An investment bank is said to already be shopping Wilton Re around, as the Canada Pension Plan Investment Board (CPPIB or CPP Investments) looks to offload its stake in the life and annuity reinsurance space as this market has become so competitive.

Reuters article calls the Canada Pension Plans desire to sell its insurance and reinsurance interests as a “strategic U-turn” given the pension has always had such a strong appetite for returns linked to the global insurance markets.

The report also cites “intense competition” as a driver for the sales, which is certainly true in the life and annuities space.

Wilton Re is cited at a $4 billion plus debt valuation, while no value is ascribed to Ascot Group.

CPPIB acquired Wilton Re for $1.8 billion in 2014 and Ascot for $1.1 billion in 2016.

Both of the companies should make the pension plan a reasonable profit, given how these markets have developed since it acquired the re/insurers.

Ascot has Lloyd’s, Bermuda and U.S. platforms, writing specialty classes of insurance and reinsurance business, also leveraging third-party capital from investors using its Canro Re Ltd. sidecar vehicle.

Interestingly though, the Canro Re sidecar derives most if not all of its funding via an investment vehicle owned by CPP Investments, the investment arm of the Canada Pension Plan Investment Board.

So that shows a way that the pension could retain a more direct, insurance-linked investment stake in Ascot, even should it elect to sell the company.
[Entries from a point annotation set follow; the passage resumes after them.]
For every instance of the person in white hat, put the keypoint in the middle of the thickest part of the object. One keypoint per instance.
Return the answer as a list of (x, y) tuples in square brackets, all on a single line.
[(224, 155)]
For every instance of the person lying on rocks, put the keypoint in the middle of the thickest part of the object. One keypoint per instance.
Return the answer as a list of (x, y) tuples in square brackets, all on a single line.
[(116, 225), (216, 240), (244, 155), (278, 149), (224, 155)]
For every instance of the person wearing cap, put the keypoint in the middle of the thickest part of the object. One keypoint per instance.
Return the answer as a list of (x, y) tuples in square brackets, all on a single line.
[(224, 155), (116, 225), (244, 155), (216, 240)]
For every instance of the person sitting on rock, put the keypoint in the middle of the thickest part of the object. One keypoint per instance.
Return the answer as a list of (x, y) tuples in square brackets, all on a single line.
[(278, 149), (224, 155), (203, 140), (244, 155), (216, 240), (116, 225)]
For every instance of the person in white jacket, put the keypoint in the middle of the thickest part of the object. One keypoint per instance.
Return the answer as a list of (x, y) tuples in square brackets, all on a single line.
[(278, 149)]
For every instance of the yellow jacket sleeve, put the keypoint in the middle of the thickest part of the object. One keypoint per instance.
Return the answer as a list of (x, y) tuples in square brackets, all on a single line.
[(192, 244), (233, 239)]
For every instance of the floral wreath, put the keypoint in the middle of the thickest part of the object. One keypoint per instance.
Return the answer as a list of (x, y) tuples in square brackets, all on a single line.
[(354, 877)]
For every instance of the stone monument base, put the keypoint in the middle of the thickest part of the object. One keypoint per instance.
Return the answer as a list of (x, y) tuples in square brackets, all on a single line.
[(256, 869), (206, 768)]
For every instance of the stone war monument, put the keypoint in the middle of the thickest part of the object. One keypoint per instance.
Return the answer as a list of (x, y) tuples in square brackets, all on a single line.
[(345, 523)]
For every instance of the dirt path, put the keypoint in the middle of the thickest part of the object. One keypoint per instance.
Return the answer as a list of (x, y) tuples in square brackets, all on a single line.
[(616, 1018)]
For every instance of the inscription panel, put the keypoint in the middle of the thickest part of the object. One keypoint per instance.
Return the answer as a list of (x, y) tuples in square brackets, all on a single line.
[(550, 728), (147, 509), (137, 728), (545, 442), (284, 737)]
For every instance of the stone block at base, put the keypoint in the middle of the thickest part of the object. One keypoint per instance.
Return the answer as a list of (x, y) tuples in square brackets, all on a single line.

Reuters said there are no certainties either sale will go ahead, although its sources suggest a formal process will begin in early 2022.

The CPPIB has previously had investment stakes in number of other insurance and reinsurance players, including legacy specialist Enstar.

The pension investor has also had insurance-linked securities (ILS) allocations as well.

Does the possible sale show insurance and reinsurance as less attractive?

In the life and annuity space, where scale matters, Wilton Re is a smaller player and so it’s likely to achieve anything transformative with its investment in the company, CPPIB would need to sell to realise its profits.

But on Ascot, a carrier that has been expanding and has a strong reputation in insurance and reinsurance markets, the opportunity to continue growth in the hardening market is clear, so the reasons for a sale are less clear here.

Which again makes it perhaps more likely that CPPIB might look to realise gains made with Ascot as well, as it’s certain the company will be valued higher than it was when the pension acquired it.